The pacifier can be a really helpful tool…. for newborns. After those early weeks, the binky can become “the bane of your existence”, as one Dad that I worked with referred to it as.
So why does this “helpful tool” become such a problem? When babies are newborns, their sucking reflex is very strong. They also spend a lot their time sleeping in deep sleep. The combination of the two results in the ability for the pacifier to stay in longer and, if it does fall out, they spend so much more time in a deep stage of sleep that it usually doesn’t wake them as easily. Then, they hit the 4 month sleep regression and now they spend less time in deep sleep. They begin to cycle through the stages of sleep and have more bouts of light sleep. Once they realize the binky is gone, they call out for it since they need it in order to fall back asleep. That’s where you come in, to replace it every 45 mins to an hour!
What if your baby is old enough to find the binky and put it back in but it still seems to cause problems? The reason for this is that finding the pacifier, turning it the correct way and getting it back into their mouth requires a lot of coordination. This can make those naturally occurring awakenings between sleep cycles turn into full-blown wide-awake time. And that’s when you have yourself an issue!
Breaking the dependency of the pacifier can be described with a few adjectives. Beneficial, helpful, relieving but most of the time SCARY! Parents depend on it to help soothe their baby just as much, if not more than the baby actually does. Breaking it can be a terrifying thought for them.
So, let’s talk about when and how to do this.
If you’re reading this, chances are you already have an issue with the binky. The best time for you to let it go is right now. I typically advise parents to think about removing it from the nap and bedtime equation at around 4 months old. If you want to keep it for car rides and other things during wake periods, that’s fine! But, eliminating it for sleep times can really help your child (and you) sleep better.
Alright, how do we do this?!
If your baby is younger, the best way to get rid of the pacifier is cold turkey. Just rip that band-aid off and don’t look back! Trust me, you will be so thankful that you did this! You can offer a Lovey if your child is of age and you are comfortable with it. Just be sure that the Lovey is 12 x 12 inches (if it has a blanket), the material is breathable when you put it on your own face and that it doesn’t have sewn on eyes or a nose (if it’s an animal).
If you have an older child, then I have a few ideas for you. Read through them and think about which way one will fit your little one the best. The most important thing is to do what you say you’re going to do. If you remove the binky one night but give in 3 nights later, this is sending a mixed message to your child and it could make it harder from that point. They may remember that one time that you caved and keep pushing back on you until you cave again.

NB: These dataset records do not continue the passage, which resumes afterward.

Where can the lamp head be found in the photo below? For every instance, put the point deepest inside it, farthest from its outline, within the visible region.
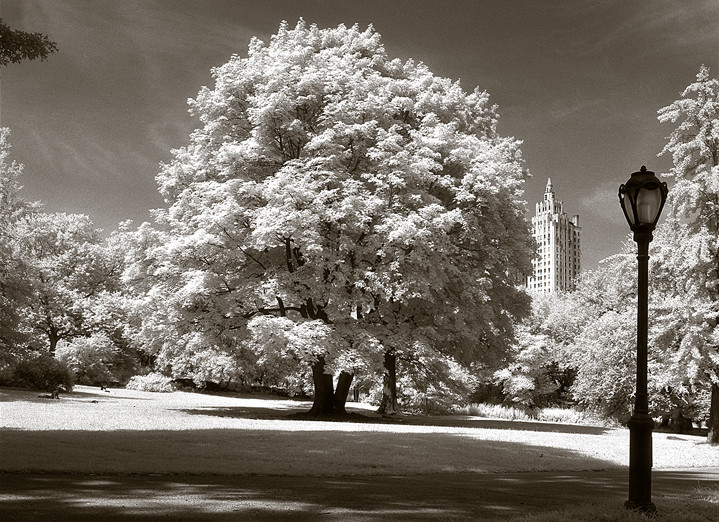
(642, 199)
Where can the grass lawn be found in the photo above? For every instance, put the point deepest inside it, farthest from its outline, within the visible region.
(131, 432)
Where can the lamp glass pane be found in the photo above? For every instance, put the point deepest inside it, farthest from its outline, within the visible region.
(627, 202)
(648, 203)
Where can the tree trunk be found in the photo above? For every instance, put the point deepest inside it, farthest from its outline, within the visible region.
(323, 403)
(713, 437)
(54, 337)
(344, 381)
(389, 404)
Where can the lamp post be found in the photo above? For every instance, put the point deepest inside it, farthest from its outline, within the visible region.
(642, 199)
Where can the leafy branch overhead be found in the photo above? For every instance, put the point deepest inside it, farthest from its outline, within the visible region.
(16, 46)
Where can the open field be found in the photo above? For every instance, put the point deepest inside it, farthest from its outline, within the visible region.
(141, 432)
(140, 454)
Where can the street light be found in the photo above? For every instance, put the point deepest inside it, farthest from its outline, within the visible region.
(642, 199)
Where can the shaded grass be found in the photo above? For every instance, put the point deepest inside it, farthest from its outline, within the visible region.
(694, 508)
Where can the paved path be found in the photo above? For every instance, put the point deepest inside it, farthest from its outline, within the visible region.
(456, 496)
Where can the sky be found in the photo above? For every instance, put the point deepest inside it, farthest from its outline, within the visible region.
(579, 82)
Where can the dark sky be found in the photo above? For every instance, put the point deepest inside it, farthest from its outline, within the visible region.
(579, 82)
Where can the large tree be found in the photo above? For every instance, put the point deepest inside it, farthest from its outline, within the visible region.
(338, 207)
(693, 210)
(13, 271)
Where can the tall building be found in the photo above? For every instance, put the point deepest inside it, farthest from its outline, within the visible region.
(558, 259)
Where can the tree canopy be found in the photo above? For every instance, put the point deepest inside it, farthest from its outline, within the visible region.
(16, 46)
(336, 204)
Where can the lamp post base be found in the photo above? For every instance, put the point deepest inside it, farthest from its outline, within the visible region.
(640, 463)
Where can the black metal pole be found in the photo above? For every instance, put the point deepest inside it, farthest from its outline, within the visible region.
(641, 424)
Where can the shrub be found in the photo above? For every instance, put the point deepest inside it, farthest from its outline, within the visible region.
(90, 358)
(154, 381)
(42, 372)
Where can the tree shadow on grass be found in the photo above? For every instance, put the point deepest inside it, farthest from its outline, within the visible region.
(416, 497)
(263, 474)
(299, 412)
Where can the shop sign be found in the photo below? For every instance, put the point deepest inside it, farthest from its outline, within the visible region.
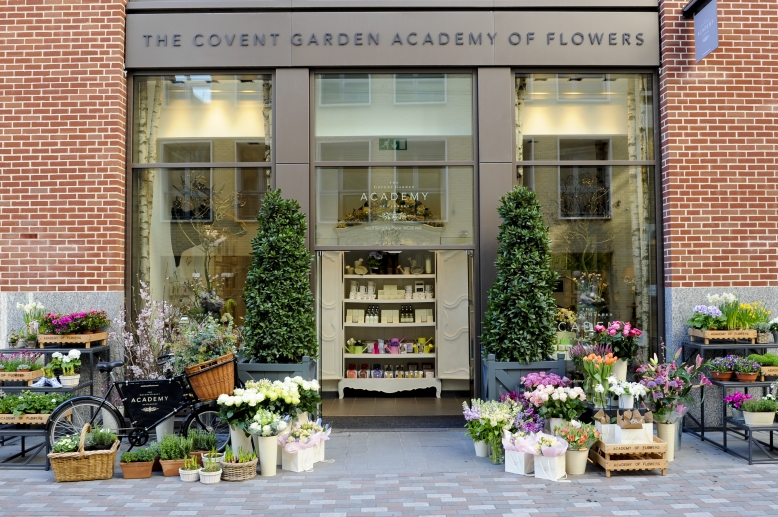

The first idea is to take your child and their favorite binky to Build-a-Bear and have them put it inside of the bear. Then, they can sleep with their new bear and feel like they have their beloved pacifier with them still. Or, you can introduce a new Lovey and throw a Welcome Lovey party! Avoid bringing up the binky. We are just going to erase that memory and put the new Lovey in its place. This will take a lot of control on your part but after time, they will move on and this will all be a thing of the past! The last idea is to say that it’s for a new baby and have them help you round the binkies up to give to someone or use for a new sibling. Be careful with this one though. Keep in mind that it could backfire, and they could decide they don’t want to be a big kid anymore and they would like to remain the baby to keep the binky. Using this strategy and seeing success will depend greatly on the personality of your child.
There you have it! Good luck! This will help your baby or child in many ways so just stay strong!